Came across an interesting paper today: http://www.chrisluce.com/doc/icsm2009.pdf

It describes a study in which 10 developers were asked to fix two bugs in a software system they had no experience with. The system consisted of 70 thousand lines of code. The paper describes how the participants used search to orient themselves to the code. There are five key observations:

  1. Participants first formed hypotheses about what the problem is based on their past experience. These initial hypotheses were often correct and guided much of their work on the task.
  2. From their hypothesis, participants formed search queries based on experience and expectations around naming conventions. Sometimes trying multiple searches based on synonyms or various ways to express similar ideas.
  3. Participants often had only a fuzzy notion of what to search for (or what to look for in a result set) especially early in a task. Often their searches were very general and returned many results.
  4. Rather than systematically investigate search results, our participants generally skimmed through results looking for evidence of relevance (based on their hypotheses), at times focusing on a package that was consistent with their guiding hypothesis.
  5. Participants opened a small number of results in the source code editor and rarely return to their search results (i.e.,not iterating between results and elements). Most often the opened element was only skimmed.
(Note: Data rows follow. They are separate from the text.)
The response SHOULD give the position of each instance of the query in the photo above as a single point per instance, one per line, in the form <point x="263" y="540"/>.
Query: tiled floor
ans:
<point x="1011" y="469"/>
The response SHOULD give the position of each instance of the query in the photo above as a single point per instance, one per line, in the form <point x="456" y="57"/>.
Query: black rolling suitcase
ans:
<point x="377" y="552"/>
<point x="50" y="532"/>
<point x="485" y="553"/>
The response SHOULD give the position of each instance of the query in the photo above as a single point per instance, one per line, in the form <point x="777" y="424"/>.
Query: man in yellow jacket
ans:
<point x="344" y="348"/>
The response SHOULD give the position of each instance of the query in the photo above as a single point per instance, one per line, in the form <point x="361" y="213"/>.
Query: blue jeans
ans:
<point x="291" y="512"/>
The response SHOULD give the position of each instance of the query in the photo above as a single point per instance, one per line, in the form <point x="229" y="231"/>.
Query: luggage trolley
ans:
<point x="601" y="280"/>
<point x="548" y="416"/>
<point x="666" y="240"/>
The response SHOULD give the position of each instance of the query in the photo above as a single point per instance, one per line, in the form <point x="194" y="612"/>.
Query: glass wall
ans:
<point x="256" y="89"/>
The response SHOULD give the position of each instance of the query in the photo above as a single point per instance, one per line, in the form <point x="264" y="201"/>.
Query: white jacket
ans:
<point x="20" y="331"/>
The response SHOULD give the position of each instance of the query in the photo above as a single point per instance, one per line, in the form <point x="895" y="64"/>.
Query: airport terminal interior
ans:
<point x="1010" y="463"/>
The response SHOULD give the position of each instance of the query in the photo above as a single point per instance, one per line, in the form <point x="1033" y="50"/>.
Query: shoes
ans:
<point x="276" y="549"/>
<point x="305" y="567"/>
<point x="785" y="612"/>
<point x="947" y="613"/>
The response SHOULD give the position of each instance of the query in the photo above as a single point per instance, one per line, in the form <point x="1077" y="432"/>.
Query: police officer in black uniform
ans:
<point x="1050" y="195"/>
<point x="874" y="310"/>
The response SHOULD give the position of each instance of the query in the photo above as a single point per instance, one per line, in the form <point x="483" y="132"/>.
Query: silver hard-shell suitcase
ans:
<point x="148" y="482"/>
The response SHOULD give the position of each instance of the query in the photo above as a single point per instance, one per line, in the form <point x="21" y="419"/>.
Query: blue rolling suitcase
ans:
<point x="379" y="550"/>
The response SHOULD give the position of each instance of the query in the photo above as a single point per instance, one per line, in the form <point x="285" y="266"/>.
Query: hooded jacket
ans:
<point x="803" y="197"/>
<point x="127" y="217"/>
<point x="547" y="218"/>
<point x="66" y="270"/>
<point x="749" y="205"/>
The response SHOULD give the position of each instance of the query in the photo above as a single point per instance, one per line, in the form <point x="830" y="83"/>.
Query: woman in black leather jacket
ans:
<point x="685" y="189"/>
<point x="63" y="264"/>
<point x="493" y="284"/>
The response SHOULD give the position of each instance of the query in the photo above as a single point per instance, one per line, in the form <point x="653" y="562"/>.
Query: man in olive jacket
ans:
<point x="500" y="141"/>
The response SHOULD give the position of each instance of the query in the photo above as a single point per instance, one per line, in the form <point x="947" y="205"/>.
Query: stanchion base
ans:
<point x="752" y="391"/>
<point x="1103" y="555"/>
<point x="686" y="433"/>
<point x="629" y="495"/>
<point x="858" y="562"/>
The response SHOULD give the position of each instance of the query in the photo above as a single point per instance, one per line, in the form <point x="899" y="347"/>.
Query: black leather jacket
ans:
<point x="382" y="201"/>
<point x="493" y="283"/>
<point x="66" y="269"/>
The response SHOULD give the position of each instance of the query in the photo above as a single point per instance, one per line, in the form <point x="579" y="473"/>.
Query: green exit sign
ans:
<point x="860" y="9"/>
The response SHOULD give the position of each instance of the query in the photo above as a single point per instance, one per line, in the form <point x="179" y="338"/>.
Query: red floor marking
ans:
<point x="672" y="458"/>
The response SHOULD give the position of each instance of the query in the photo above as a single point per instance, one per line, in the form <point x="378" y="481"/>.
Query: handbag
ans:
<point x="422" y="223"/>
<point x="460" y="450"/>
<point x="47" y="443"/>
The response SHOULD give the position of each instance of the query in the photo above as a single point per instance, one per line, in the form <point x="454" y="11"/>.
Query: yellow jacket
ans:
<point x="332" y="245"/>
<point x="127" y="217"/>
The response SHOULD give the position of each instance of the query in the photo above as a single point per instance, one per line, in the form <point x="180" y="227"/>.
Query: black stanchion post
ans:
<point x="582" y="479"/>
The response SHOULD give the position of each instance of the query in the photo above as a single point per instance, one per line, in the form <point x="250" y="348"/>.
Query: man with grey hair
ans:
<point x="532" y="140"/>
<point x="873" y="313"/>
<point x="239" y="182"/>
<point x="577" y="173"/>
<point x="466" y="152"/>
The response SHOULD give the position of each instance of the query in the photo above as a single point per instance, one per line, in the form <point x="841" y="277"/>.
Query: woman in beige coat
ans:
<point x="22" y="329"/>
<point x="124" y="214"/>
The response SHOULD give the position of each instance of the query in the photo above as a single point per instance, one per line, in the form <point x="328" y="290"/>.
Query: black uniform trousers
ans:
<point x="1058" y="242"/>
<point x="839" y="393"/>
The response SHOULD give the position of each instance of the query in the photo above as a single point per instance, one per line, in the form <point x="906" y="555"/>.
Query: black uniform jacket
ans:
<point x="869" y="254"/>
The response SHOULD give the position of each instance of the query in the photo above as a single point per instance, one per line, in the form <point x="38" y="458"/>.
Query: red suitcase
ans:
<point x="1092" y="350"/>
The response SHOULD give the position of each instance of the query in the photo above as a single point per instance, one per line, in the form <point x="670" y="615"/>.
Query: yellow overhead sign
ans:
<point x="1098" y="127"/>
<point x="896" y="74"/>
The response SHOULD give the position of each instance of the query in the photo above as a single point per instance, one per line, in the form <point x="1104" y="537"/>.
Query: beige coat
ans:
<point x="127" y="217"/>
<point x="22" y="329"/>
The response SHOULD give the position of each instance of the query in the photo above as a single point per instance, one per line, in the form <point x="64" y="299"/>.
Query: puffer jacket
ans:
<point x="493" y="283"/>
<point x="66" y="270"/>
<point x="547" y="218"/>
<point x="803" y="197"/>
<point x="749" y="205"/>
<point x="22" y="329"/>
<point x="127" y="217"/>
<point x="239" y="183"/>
The most interesting observation for me though was the ineffectiveness of search as a means to orient yourself to an unfamiliar code base. Of the 96 search episodes observed across all 10 participants, only 5 search episodes resulted in highly relevant items being returned and subsequently opened by the participant in the editor. There were many more episodes in which highly relevant items were returned by the search performed but these weren't noticed or recognized by the participants and were not opened. In some cases, these highly relevant items weren't noticed because they were buried in thousands of other search results.

The paper suggests that there are opportunities for tools to increase the effectiveness of search by providing better support for skimming search results. Making more contextual information available for example would help. Others have also suggested that foraging through source code would be better supported by the use of information scent on search results so that developers can see where they are most likely to find something useful.